Here’s a pedantic toy model of the situation, so that we’re on the same page: The value of the whole lightcone going towards an agent’s values has utility 1 by that agent’s lights (and 0 by the other’s), and P(alignment success by someone) = 0 if both speed up, else 1. For each of the alignment success scenarios i, the winner chooses a fraction of the lightcone to give to Alice’s values (xi^A for Alice’s choice, xi^B for Bob’s). Then, some random numbers for expected payoffs (assuming the players agree on the probabilities):
Payoffs for Alice and Bob if they both speed up capabilities: (0, 0)
Payoffs if Alice speeds, Bob doesn’t: 0.8 * (x1^A, 1 - x1^A) + 0.2 * (x1^B, 1 - x1^B)
Payoffs if Bob speeds, Alice doesn’t: 0.2 * (x2^A, 1 - x2^A) + 0.8 * (x2^B, 1 - x2^B)
Payoffs if neither speeds: 0.5 * (x3^A, 1 - x3^A) + 0.5 * (x3^B, 1 - x3^B)
So given this model, seems that you’re saying Bob has an incentive to slow down capabilities because Alice’s ASI successor can condition the allocation to Bob’s values on his decision. Which we can model as Bob expecting Alice to use the strategy {don’t speed; x2^A = 1; x3^A = 0.5} (given she [edit: typo] doesn’t speed up, she only rewards Bob’s values if Bob didn’t speed up).
Why would Bob so confidently expect this strategy? You write:
I guess the claim is just that them both using this procedure is a Nash equilibrium? If so, I see several problems with this:
There are more Pareto-efficient equilibria than just “[fairly] cooperate” here. Alice could just as well expect Bob to be content with getting expected utility 0.2 from the outcome where he slows down and Alice speeds up — better that than the utility 0 from extinction, after all. Alice might think she can make it credible to Bob that she won’t back down from speeding up capabilities, and vice versa, such that they both end up pursuing incompatible demands. (See, e.g., “miscoordination” here.)
You’re lumping “(a) slow down capabilities and (b) tell your AI to adopt a compromise utility function” into one procedure. I guess the idea is that, ideally, the winner of the race could have their AI check whether the loser was committed to do both (a) and (b). But realistically it seems implausible to me that Alice or Bob can commit to (b) before winning the race, i.e., that what they do in the time before they win the race determines whether they’ll do (b). They can certainly tell themselves they intend to do (b), but that’s cheap talk.
So it seems Alice would likely think, “If I follow the whole procedure, Bob will cooperate with my values if I lose.

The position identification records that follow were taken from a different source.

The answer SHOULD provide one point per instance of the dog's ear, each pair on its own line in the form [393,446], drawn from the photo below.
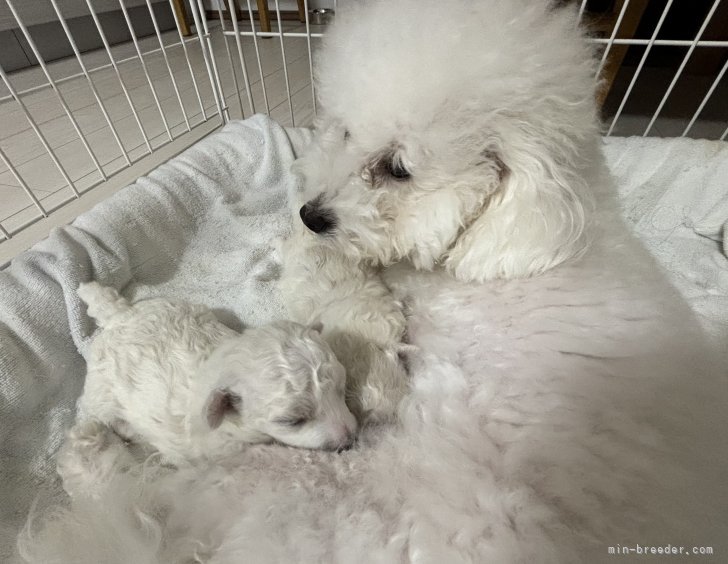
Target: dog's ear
[534,221]
[221,403]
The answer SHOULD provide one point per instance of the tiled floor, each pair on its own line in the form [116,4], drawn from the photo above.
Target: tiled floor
[25,151]
[34,165]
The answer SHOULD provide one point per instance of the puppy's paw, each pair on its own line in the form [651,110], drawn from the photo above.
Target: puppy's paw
[90,456]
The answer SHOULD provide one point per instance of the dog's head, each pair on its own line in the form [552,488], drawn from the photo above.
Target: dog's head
[453,133]
[279,382]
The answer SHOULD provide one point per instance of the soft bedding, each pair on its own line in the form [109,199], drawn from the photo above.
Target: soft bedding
[201,226]
[675,194]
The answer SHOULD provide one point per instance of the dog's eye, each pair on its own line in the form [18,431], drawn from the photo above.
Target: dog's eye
[396,169]
[291,421]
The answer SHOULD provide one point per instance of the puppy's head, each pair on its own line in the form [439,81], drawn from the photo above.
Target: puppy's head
[454,133]
[279,382]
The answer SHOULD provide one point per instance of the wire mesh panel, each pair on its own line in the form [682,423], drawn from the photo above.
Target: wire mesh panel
[69,125]
[662,65]
[652,62]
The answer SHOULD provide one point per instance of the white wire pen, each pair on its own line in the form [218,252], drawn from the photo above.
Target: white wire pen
[23,185]
[34,126]
[183,43]
[166,62]
[91,85]
[53,85]
[680,69]
[285,64]
[145,69]
[243,66]
[201,19]
[637,72]
[233,17]
[257,57]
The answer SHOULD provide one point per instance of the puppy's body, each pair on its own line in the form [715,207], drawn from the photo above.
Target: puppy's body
[171,374]
[362,322]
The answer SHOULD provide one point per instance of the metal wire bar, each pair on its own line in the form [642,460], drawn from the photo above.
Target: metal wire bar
[581,8]
[50,80]
[95,92]
[37,131]
[113,64]
[680,69]
[206,57]
[274,34]
[612,37]
[706,98]
[663,42]
[257,56]
[182,42]
[285,64]
[200,18]
[166,62]
[93,70]
[234,18]
[243,66]
[22,183]
[144,68]
[310,56]
[639,66]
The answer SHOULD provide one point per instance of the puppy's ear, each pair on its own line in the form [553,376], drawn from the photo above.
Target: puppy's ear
[221,403]
[534,221]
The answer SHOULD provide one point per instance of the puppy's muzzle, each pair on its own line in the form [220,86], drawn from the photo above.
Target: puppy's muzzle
[317,219]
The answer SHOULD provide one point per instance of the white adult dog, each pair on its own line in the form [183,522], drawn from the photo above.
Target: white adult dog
[565,404]
[171,375]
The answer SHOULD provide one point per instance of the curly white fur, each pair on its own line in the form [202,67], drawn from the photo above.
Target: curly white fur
[362,322]
[553,416]
[473,161]
[170,374]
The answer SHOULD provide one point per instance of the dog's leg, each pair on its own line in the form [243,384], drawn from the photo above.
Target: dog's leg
[376,379]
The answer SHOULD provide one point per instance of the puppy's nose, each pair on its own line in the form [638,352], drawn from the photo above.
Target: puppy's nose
[347,445]
[316,220]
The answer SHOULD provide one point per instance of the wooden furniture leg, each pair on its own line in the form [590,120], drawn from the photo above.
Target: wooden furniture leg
[627,29]
[264,15]
[180,13]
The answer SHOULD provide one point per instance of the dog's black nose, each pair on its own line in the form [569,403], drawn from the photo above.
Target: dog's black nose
[315,219]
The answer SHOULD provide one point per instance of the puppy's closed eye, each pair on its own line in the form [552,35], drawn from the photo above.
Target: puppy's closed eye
[387,167]
[291,421]
[396,169]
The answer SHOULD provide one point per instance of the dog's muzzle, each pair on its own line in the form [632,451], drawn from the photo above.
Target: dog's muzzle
[316,219]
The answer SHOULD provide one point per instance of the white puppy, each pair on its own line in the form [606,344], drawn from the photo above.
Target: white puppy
[172,375]
[363,323]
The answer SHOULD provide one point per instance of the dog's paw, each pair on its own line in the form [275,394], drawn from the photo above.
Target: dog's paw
[90,456]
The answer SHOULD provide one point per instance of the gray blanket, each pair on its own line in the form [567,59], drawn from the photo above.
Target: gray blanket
[198,227]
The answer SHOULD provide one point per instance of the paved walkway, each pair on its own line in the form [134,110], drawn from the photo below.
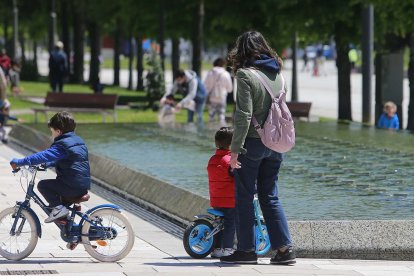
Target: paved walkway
[156,252]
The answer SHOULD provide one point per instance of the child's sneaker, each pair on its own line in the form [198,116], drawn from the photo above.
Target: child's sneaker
[284,258]
[56,213]
[221,252]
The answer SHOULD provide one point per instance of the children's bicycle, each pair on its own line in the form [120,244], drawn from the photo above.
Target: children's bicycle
[202,236]
[103,230]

But even if I slow down (do (a)), I don’t know if my future self [or, maybe more realistically, the other successors who might take power] will do (b) — indeed once they’re in that position, they’ll have no incentive to do (b). So slowing down isn’t clearly better.” (I do think, setting aside the bargaining problem in (1), she has an incentive to try to make it more likely that her successors follow (b), to be clear.)